Assuming a uniform elongation rate v (37, 57) along the gene, the distribution q₁(t) of time intervals between successive initiation events directly translates into a distribution of distances p₁(x) between RNAPs along the gene. In other words, the interpolymerase distance distribution along a gene is given by

p_{1} (x) = q_{1} (\frac{x}{v}) \frac{1}{v} .

(4)

In the ensuing investigation of regulation of ribosomal genes, Eq. 4 forms the basis of our analysis of positions of RNAP molecules along a gene at a given moment in time, which provides a quantitative test for different models of transcription initiation. Although transcription elongation of ribosomal genes is typically more complicated and involves pausing and backtracking of polymerases along the gene (58), here we assume that transcriptional pausing happens on timescales that are negligible compared to the times between transcription initiation events (59). For a detailed discussion of this model assumption, see the Supporting Material.

The distribution of transcription initiation times can be used to discern between different models of initiation

To illustrate how the distribution of times between successive initiation events can be used to extract mechanistic insights about the process of transcription initiation, we consider three different models of initiation as case studies (see Fig. 2).

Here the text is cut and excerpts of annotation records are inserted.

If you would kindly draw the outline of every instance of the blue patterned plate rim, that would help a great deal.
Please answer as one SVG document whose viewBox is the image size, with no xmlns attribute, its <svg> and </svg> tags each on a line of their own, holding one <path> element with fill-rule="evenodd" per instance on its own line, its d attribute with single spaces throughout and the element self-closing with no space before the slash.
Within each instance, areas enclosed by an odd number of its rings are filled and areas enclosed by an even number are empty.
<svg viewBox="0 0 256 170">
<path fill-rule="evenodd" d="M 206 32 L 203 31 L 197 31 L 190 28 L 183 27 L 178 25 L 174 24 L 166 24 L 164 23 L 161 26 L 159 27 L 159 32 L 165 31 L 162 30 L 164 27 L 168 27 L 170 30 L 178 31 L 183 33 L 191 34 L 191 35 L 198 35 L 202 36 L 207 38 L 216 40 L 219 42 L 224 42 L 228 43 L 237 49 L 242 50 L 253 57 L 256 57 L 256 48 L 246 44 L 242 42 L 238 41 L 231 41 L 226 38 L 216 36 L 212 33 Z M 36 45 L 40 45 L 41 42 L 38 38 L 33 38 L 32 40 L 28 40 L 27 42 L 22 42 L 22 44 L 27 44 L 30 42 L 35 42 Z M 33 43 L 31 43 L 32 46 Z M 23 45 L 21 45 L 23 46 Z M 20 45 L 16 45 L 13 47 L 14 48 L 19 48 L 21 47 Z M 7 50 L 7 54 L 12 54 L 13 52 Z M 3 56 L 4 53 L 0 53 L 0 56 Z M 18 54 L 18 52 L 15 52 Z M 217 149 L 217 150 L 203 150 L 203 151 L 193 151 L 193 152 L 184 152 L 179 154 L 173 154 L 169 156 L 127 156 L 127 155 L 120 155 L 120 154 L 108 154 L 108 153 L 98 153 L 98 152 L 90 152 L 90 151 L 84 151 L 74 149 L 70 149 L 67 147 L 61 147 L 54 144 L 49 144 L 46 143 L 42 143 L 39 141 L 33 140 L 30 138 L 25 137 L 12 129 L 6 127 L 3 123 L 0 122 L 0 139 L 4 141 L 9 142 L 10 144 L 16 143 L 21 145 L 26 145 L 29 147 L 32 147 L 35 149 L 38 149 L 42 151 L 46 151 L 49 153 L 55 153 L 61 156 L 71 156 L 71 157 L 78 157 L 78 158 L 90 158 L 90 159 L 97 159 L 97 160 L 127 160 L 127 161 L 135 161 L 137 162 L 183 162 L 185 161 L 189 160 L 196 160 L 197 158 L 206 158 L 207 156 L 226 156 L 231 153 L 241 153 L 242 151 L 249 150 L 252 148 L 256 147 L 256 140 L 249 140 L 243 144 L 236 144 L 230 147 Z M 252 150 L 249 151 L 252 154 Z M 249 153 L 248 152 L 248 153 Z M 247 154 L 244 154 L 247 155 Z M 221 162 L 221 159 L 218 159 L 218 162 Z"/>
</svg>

Different models of transcriptional regulation lead to distinct signatures in the initiation times. (A) The one-step model of transcription initiation is depicted. Initiation happens at a constant rate k_LOAD. The times between successive initiation events are exponentially distributed. The square of the coefficient of variation is plotted as a function of the mean, in which we change the mean by changing the rate of initiation, k_LOAD. We confirm the analytical results using Gillespie simulations (65). The histograms and closed circles represent simulation results. (B) The two-step model of transcription initiation is depicted. Initiation happens in two sequential steps: the rate of RNAP loading onto the promoter occurs with rate k_LOAD, followed by RNAP escaping the promoter, leading to transcript elongation at a rate k_ESC. The distribution of times between successive initiation events and the square of the coefficient of variation of the distribution as a function of the mean are shown. To change the mean, we change the rate of loading of RNAP polymerase molecules on the promoter, k_LOAD. As in (A), simulation results are compared to the analytical results. (C) The ON-OFF model is depicted. The promoter switches between two states: an active and an inactive one. The rate of switching from the active state to the inactive state is k_OFF and from the inactive to the active state is k_ON. From the active state, transcription initiation proceeds with a probability per unit time, k_ESC. The distribution of times between initiation events and the square of the coefficient of variation as a function of the mean are shown. Results from Gillespie simulations (65) are shown for comparison. To change the mean, we tune the rate k_ON of switching from the inactive to the active state. To illustrate the distinctive impact of the different initiation models on the distribution and moments of the times between successive initiation events, we use the following parameters: k_OFF = 5/min, k_ON = 0.435/min, k_LOAD= 0.14/min, and k_ESC= 0.14/min, which are characteristic of yeast promoters (36). To see this figure in color, go online.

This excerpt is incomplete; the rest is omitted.